Importing Data from a Database

Databases

Relational databases include Oracle, DB2, and MySQL.

  • Amazon Redshift - A hosted data warehouse product, part of the larger cloud computing platform Amazon Web Services.

  • DB2 – The IBM relational database management system.
  • Google BigQuery - A serverless SQL data warehouse for the cloud.
  • Greenplum - An open-source massively parallel processing (MPP) database.
  • MSSQL – A relational database based on structured query language.
  • MySQL – A relational database based on structured query language. You need to provide the hostname using a syntax such as 123.45.67.89 or anyhost.com. In addition, you need to provide the database name, user name, and password.
  • Oracle – A relational database management system designed for grid computing inclusive CLOB support for importing data.

  • Netezza- A column-oriented database management system.
  • PostgreSQL - An object-relational database management system (ORDBMS).
  • Snowflake - A SQL data warehouse for the cloud.
  • Sybase IQ - A column-based relational database software.  
  • Teradata 13 - A relational database based on structured query language.
  • Vertica - A grid-based and column-oriented analytic database software.

HSQL (file) – is a lightweight, 100% Java SQL Database Engine. You need to provide the database name you want to use, the username, and password.

Before being able to import data from a database, an administrator needs to Install Database Drivers.

Importing a Job from a Database

To import data from a database you need to have a database connection configured in Datameer

After you have your connection configured:

  1. Click the + (plus) button and select I mport Job or right-click in the browser and select Create new > Import job.
  2. Click Select Connection, select your database connection and click Select. After you have selected the database connection, click Next.
  3. Select the Table, View, or Enter SQL.

    Notes for database data details

    The drop-down box for tables and views has a hard limit of 1,000 entries.

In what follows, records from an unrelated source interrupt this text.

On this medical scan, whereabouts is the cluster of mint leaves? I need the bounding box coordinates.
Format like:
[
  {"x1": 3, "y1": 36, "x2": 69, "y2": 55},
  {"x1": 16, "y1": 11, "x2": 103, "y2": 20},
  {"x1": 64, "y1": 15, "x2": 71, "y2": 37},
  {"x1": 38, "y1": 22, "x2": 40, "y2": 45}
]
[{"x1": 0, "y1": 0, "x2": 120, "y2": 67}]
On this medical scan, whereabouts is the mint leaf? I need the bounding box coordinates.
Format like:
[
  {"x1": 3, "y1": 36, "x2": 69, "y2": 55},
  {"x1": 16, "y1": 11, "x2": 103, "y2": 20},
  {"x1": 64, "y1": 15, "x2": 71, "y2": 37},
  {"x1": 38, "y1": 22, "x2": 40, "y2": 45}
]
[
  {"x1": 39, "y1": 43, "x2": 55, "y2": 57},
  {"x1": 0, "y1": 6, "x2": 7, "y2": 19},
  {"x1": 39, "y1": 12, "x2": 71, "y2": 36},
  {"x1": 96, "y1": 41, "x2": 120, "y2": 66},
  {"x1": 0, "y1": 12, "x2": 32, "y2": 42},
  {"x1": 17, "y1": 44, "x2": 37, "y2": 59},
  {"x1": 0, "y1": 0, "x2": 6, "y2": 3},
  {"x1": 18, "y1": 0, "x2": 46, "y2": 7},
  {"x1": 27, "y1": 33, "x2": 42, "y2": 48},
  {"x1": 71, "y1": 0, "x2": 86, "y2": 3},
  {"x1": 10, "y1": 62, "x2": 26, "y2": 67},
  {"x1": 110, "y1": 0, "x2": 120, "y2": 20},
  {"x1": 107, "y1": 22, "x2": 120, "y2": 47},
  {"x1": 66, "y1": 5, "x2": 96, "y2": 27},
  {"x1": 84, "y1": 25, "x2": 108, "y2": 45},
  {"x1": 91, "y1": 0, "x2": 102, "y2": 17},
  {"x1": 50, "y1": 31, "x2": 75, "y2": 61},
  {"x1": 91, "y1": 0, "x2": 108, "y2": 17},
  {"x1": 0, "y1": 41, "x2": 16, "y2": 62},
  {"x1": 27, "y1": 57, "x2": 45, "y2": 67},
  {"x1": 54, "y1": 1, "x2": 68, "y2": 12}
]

    The schema selection option is available to filter table names for the following database types:

    • MSSsql
    • Oracle
    • Postgre
    • PostgreSQL82/Greenplum
    • Netezza
  4. View a sample of the data set to confirm this is the data source you want to use. Mark the checkboxes to select which fields to import into Datameer. You can also specify the format for date fields. Click the help link question mark to see a complete list of supported formats. You can specify the data type using the list box as shown.

    To enable parallel loading of the table, Datameer uses the chosen column to segment rows into unique subsets. Good options to split the column include primary keys, auto-increment columns, or unique indexed columns. The column type should be a number or date
     
    The import uses a single select statement if a split column isn't defined, even if the limit of mappers is configured to a higher number.

    You can see the difference in behavior within the job log.

    Single split
    INFO ... (JdbcSplitter.java:70) - number of desired splits: 4
    INFO ... (JdbcConnector.java:150) - connected to '<connection_string>' with schema set to 'null'
    WARN ... (DataDrivenSplitStrategy.java:138) - creating single split because splitColumn is set to '$NO_APPROPRIATE_ORDER_COLUMN$'
    INFO ... (JdbcSplitter.java:104) - 1 JdbcSplits:
    INFO ... (JdbcSplitter.java:106) - SELECT {"id", bytes_processed", ...} FROM ... 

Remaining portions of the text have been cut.